PCIバス用テレビチューナー「SmartVision」を愛用しているのだが、たまたま今、教育テレビに回すとちょうど第一楽章が始まるところだった。
協奏曲というのはあまり好きなジャンルではなかったが、久しぶりに聴くと非常に面白いものだと、再認識した。
オーケストラという大所帯を向こうにまわしてのピアノという構図
ときにオーケストラに溶け込み、ときにすばらしいソロとなるピアノ奏者に感心してしまった。
こんなにおもしろいジャンルだったとは・・・・気がつかなかった。
レコードとして持っているのはモーツァルトの「戴冠式」だ。これはこれで愛聴してきたのだが、いまさらながに聴いてみたくなった。
戴冠式といえば非常に腹立たしい出来事があったのを思い出した。
今からざっと25年前後も前のこと。龍野市(現たつの市)の赤とんぼ文化ホールだったけな、そこに岩城宏之とNHK交響楽団がきてくれたのだ。
最初からざわついた音楽会だった。演奏の途中で客が入場するのはよいとしても、平気で入り口のドアをバタンとならすのだ。
そのたびに演奏者の気が散っているのが見えた。だって、そのつどチラッと観客席後方を見る演奏者なんてここ以外では見たことがないもの。
ホールの職員の案内がわるいのかどうかはしらないが、小さな子供は泣き始めるわ、ドアは相変わらずバタン、バタンと音を立てている。
やばい!これはやばすぎる。こんなコンサート、許されるはずがない・・・・と気をもんでいたそのとき、演奏はまさにモーツァルトの戴冠式の第二楽章にさしかかった。
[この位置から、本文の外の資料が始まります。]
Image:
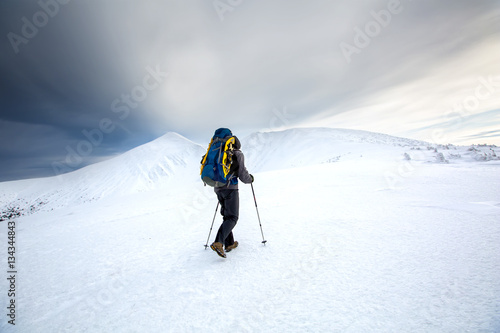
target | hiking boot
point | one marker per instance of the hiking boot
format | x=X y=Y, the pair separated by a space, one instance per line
x=233 y=246
x=217 y=247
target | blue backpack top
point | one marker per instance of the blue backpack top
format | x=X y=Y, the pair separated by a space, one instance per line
x=216 y=163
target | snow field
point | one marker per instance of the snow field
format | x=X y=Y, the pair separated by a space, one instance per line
x=347 y=251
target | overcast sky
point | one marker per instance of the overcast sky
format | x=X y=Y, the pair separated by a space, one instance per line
x=85 y=80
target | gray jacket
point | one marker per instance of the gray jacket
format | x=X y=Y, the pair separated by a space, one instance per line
x=241 y=171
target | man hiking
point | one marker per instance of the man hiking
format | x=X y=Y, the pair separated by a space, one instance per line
x=227 y=193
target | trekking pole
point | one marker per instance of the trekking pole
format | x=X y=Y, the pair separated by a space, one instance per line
x=263 y=239
x=216 y=208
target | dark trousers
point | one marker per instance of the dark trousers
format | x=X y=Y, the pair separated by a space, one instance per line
x=230 y=206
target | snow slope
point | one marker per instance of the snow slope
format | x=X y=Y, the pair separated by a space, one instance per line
x=368 y=242
x=153 y=165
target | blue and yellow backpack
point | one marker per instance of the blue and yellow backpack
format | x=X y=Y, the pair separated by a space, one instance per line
x=216 y=163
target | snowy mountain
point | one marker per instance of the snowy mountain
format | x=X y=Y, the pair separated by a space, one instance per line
x=309 y=146
x=365 y=233
x=162 y=162
x=173 y=158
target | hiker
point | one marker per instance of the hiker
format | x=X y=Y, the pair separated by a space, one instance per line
x=227 y=193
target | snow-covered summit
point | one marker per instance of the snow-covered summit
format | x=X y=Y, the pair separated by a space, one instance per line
x=158 y=163
x=172 y=161
x=307 y=146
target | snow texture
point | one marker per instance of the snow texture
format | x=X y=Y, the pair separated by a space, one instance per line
x=366 y=233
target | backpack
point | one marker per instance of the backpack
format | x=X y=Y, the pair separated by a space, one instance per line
x=216 y=163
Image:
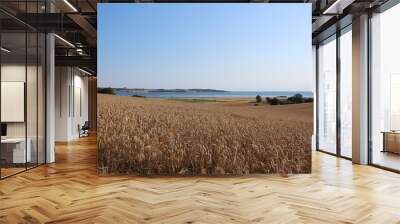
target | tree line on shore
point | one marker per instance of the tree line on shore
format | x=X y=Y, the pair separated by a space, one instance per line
x=283 y=100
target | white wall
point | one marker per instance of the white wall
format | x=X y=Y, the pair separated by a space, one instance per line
x=70 y=84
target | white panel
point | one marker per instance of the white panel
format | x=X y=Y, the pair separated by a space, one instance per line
x=12 y=101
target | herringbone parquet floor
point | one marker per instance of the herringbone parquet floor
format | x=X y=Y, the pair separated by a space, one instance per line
x=70 y=191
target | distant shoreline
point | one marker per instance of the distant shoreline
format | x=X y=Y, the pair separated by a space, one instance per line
x=135 y=90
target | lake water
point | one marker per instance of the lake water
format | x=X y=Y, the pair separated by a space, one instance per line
x=212 y=94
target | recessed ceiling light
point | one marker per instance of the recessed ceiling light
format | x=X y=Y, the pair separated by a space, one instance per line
x=64 y=40
x=5 y=50
x=84 y=71
x=70 y=5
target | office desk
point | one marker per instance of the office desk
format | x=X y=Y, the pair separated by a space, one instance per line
x=13 y=150
x=391 y=141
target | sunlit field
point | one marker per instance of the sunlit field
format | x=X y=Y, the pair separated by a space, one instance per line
x=202 y=137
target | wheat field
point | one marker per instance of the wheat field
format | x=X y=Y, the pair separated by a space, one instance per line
x=167 y=137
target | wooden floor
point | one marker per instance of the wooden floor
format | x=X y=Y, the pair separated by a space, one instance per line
x=70 y=191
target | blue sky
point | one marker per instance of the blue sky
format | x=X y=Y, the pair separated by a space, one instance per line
x=242 y=47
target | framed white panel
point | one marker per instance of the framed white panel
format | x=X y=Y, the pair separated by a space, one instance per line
x=12 y=101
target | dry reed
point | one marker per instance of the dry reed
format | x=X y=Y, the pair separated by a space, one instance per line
x=159 y=137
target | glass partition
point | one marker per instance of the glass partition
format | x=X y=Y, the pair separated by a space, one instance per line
x=346 y=93
x=22 y=101
x=14 y=153
x=327 y=95
x=385 y=89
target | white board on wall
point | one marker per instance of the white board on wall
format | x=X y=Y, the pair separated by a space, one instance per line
x=12 y=101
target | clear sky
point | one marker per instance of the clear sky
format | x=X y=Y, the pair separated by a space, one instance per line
x=242 y=47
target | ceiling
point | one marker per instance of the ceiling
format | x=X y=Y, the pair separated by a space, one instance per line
x=75 y=21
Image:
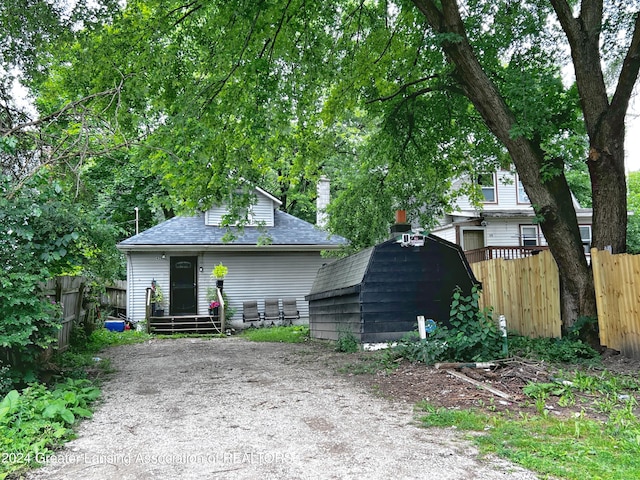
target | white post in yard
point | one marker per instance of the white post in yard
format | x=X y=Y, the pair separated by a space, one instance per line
x=421 y=327
x=503 y=328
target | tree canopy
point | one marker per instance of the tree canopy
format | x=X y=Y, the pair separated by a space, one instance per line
x=390 y=99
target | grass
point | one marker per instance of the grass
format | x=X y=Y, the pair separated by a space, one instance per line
x=40 y=418
x=570 y=448
x=293 y=334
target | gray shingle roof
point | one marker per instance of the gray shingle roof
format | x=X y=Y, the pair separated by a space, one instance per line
x=287 y=230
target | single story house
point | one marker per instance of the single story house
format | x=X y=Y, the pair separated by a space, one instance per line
x=276 y=256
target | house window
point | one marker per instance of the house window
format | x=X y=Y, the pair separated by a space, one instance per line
x=529 y=236
x=487 y=183
x=585 y=236
x=522 y=195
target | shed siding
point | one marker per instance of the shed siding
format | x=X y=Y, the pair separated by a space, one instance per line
x=399 y=284
x=334 y=316
x=252 y=276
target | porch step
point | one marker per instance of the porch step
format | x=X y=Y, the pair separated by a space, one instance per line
x=168 y=325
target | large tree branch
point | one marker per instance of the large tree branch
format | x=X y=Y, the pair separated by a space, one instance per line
x=403 y=88
x=628 y=77
x=584 y=39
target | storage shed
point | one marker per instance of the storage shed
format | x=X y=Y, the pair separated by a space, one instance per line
x=377 y=294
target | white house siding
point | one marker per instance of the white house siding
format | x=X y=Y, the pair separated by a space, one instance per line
x=142 y=269
x=262 y=211
x=260 y=275
x=506 y=195
x=252 y=276
x=447 y=233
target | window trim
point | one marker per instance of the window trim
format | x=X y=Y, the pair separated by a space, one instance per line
x=587 y=246
x=523 y=238
x=520 y=187
x=494 y=187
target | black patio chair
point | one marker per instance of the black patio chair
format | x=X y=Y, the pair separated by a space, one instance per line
x=272 y=310
x=289 y=310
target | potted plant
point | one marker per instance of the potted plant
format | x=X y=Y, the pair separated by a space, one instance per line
x=158 y=299
x=214 y=308
x=219 y=272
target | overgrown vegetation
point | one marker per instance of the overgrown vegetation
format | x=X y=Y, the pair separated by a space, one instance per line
x=38 y=419
x=554 y=350
x=472 y=336
x=574 y=447
x=347 y=342
x=290 y=334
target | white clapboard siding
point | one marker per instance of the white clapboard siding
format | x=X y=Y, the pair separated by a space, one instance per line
x=259 y=275
x=142 y=269
x=252 y=276
x=506 y=195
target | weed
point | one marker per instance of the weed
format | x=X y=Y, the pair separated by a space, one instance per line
x=37 y=420
x=347 y=342
x=554 y=350
x=573 y=448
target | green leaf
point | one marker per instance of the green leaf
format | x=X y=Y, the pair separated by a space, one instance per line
x=67 y=416
x=9 y=403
突然に岩城氏は指揮棒を譜面台にパンパンパンと叩きつけたかと思うと、観客席に向き直り、「嫌がる子共を無理につれてくれば、音楽嫌いの子供になってしまう!!」などと激昂・・・・・・・・
誰が悪いのか・・・・それは龍野市職員かも知れないし、そんなことより人間としてまったくマナーができていない観客だったのか・・・・・。
いずれにせよ、私は最悪のコンサートに立ち会ったわけだ。
最終的には最後まで演奏を続けられましたが、アンコールなんてあるはずがない・・・・・
この最悪のコンサートを目の辺りにした私は、今思い出しても腹が立つ。
観客とそのホールの市職員のマナーの悪さに辟易したものだ。
そして気を悪くした私よりも、もっと腹がたったのはよい演奏をと真摯に向き合ってくれていたであろう岩城氏をはじめとする奏者であったと思う。